Clojure's immutable HAMTs are still a superpower nearly 20 years later. They've been copied in pretty much every language as a library (I did so myself in Zig) but what really makes it work well in Clojure is the fact that they're built into the language, so the entire ecosystem is built around them. Libraries that were made independently usually fit together like a glove because they are all just maps/vectors in -> maps/vectors out.
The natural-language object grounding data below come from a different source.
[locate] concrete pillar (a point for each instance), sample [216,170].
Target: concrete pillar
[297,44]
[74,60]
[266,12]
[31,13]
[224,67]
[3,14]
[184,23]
Yeah, they are so underappreciated - the practical differences in designing, delivering and maintaining software are real. Initially you see small differences "What's the point? I can write that in Python too... maybe it's not as delightful, but who cares?...", etc. Yet over time small annoyances accumulate and become an endless stream of headaches. I see it over and over again - I work on a team where we have codebases in different languages, and some services written in Clojure. Immutability by default is a game of a different league.
Yeah. I do wish there was something that was like Clojure with a TypeScript or Go-like nominal typing, but I do feel myself missing types a lot less with Clojure compared to other languages.
Type annotations mix poorly with s-expressions imo. Try an ML, which answers the same question of "How do we represent the lambda calculus as a programming language?"
There's already type annotations in Clojure and they look fine (though are a bit noisy). There are type algorithms that don't need annotations to provide strong static guarantees anyways, which is the important part (though I'm not sure you can do that with nominal types?). I think TypeScript and Go's syntaxes are a bad fit for s-expr but the idea probably isn't.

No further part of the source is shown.